Mapping Air Quality in Australia
map-in-australia.Rmd
Here we walk through a basic workflow for working with OpenAQ data
inside airpurifyr
. The aim is to produce some plots about
the 2019-20
Australian Bushfire Season, where air quality was extremely
poor.
library(airpurifyr)
library(ozmaps)
library(sf)
library(dplyr)
library(ggplot2)
library(colorspace)
library(tsibble)
library(gganimate)
The first step when working with airpurifyr
is to set
your API key. Register your key at https://explore.openaq.org/register,
and set this key using set_openaq_api_key()
. Note you
can access data without an API key, but it is heavily
restricted, so the package will give you a warning for each query you
run without an API key set.
With your API key set, our first task is to find all the locations on the east coast of Australia. This is non-trivial, as the “locations” provided by OpenAQ related to sensors rather than physical locations. The easiest (but most API intensive) method to get locations is to download for a large region, and then filter.
all_aus_locations <- get_measurements_for_location(
country = "AU",
max_observations = 1000,
date_from = lubridate::ymd("2020-01-01"),
date_to = lubridate::ymd("2020-01-14"),
parameter = "pm25"
)
Here, we have asked for data from Australia, from 1 Jan 2020 to 14 Jan 2020, restricted to pm2.5. Restricting the date range and the parameter means that we need less API calls. Considering we are only using this data to get a list of stations, the smaller the set the better.
We recommend using about two weeks of time to get locations, as not all sensors report on all days.
Next, we filter down these locations using latitude and longitude, and pull down the data we actually want for a much longer period of time.
locations_of_interest <- all_aus_locations |>
# East coast of Australia (roughly)
dplyr::filter(long > 141, lat < -31) |>
dplyr::distinct(location) |>
dplyr::pull()
au_east_coast_2020 <- get_measurements_for_location(
country = "AU",
location = locations_of_interest,
max_observations = 10000,
date_from = lubridate::ymd("2019-12-01"),
date_to = lubridate::ymd("2020-02-01"),
parameter = "pm25"
)
If you run this example, you’ll notice this query takes a very long
time. This is because it is quite a few locations for 90 days, with
sensors generally reporting hourly. Here we have increased the
max_observations
parameter which makes each query larger
but reduces the number of queries. If you are having troubles with Error
408 (HTTP timeout) then this can be a fix.

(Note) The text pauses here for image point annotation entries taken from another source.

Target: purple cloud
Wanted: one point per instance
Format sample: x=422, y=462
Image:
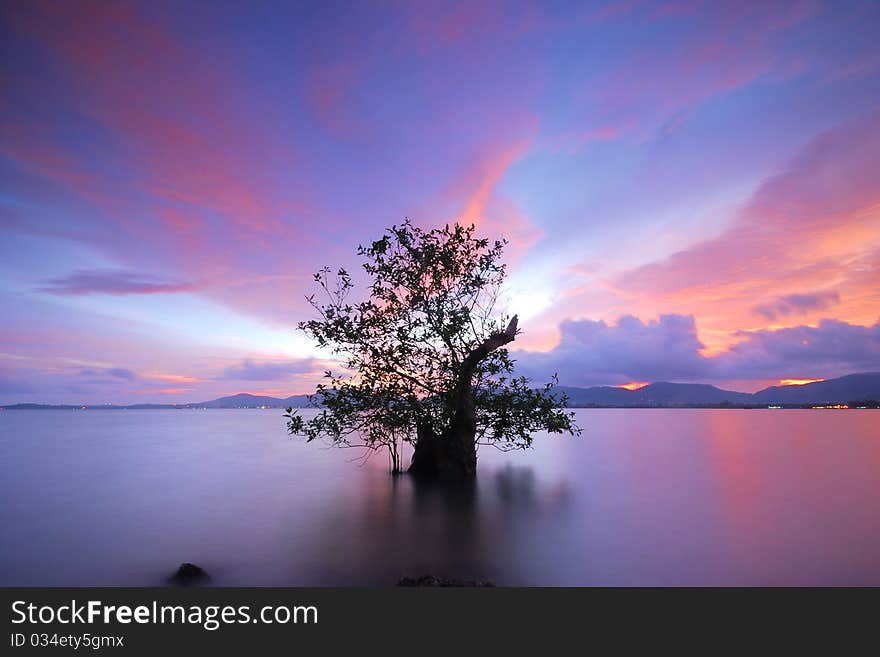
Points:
x=112, y=281
x=114, y=372
x=831, y=349
x=595, y=353
x=794, y=304
x=248, y=370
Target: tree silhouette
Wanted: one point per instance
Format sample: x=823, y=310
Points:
x=423, y=358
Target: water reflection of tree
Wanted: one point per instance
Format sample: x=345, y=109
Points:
x=405, y=527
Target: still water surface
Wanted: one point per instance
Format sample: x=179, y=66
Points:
x=644, y=497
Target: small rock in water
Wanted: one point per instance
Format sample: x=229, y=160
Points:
x=189, y=573
x=431, y=580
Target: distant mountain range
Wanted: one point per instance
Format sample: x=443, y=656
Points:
x=845, y=389
x=853, y=387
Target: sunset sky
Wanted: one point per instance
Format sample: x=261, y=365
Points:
x=691, y=190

The resulting data looks like this:
head(au_east_coast_2020)
#> # A tibble: 6 × 9
#> location_id location parameter value date_utc unit lat long
#> <int> <chr> <chr> <dbl> <dttm> <chr> <dbl> <dbl>
#> 1 2487 Bathurst pm25 9.9 2020-02-01 00:00:00 µg/m³ -33.4 150.
#> 2 2487 Bathurst pm25 10.3 2020-01-31 23:00:00 µg/m³ -33.4 150.

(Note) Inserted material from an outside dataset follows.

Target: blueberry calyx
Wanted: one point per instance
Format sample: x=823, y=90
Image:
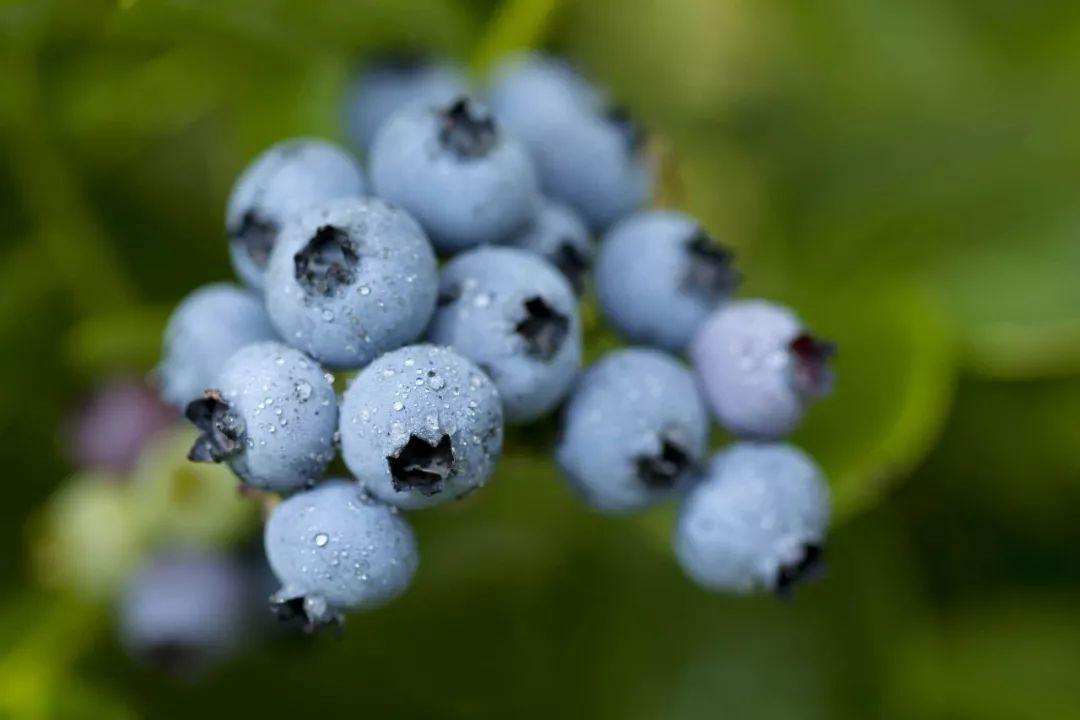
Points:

#> 3 2487 Bathurst pm25 10.8 2020-01-31 22:00:00 µg/m³ -33.4 150.
#> 4 2487 Bathurst pm25 11.3 2020-01-31 21:00:00 µg/m³ -33.4 150.
#> 5 2487 Bathurst pm25 12.1 2020-01-31 20:00:00 µg/m³ -33.4 150.
#> 6 2487 Bathurst pm25 12.4 2020-01-31 19:00:00 µg/m³ -33.4 150.
#> # ℹ 1 more variable: country <chr>
We can visualise the stations by looking at their latitude and longitude from the dataset.
states <- ozmaps::ozmap_states |>
filter(NAME %in% c("New South Wales", "Victoria"))
stations <- au_east_coast_2020 |>
distinct(lat, long)
ggplot(states) +
geom_sf() +
geom_point(aes(x = long, y = lat), data = stations) +
theme_bw() +
labs(x="Longitude", y="Latitude") +
coord_sf()
You can see that stations are most dense near major cities, with very little monitoring occurring in regional Australia.
We can look at frequency reporting using a dotplot.
ggplot(au_east_coast_2020, aes(x = date_utc, y = value, color = location)) +
geom_point(size = 0.5) +
guides(colour = "none") +
labs(x = "Date", y = "pm2.5") +
geom_hline(aes(yintercept = 500), linetype = "dashed")
Here, each set of dots represents one station. You can see that there are patches of missingness across all stations.
You can also see the effects of the fires, represented by the large spikes in pm2.5 measurements. According to the Victorian Environmental Protection Authority, pm2.5 levels above 500 (marked by the dashed line in the previous plot) are considered “extremely poor”.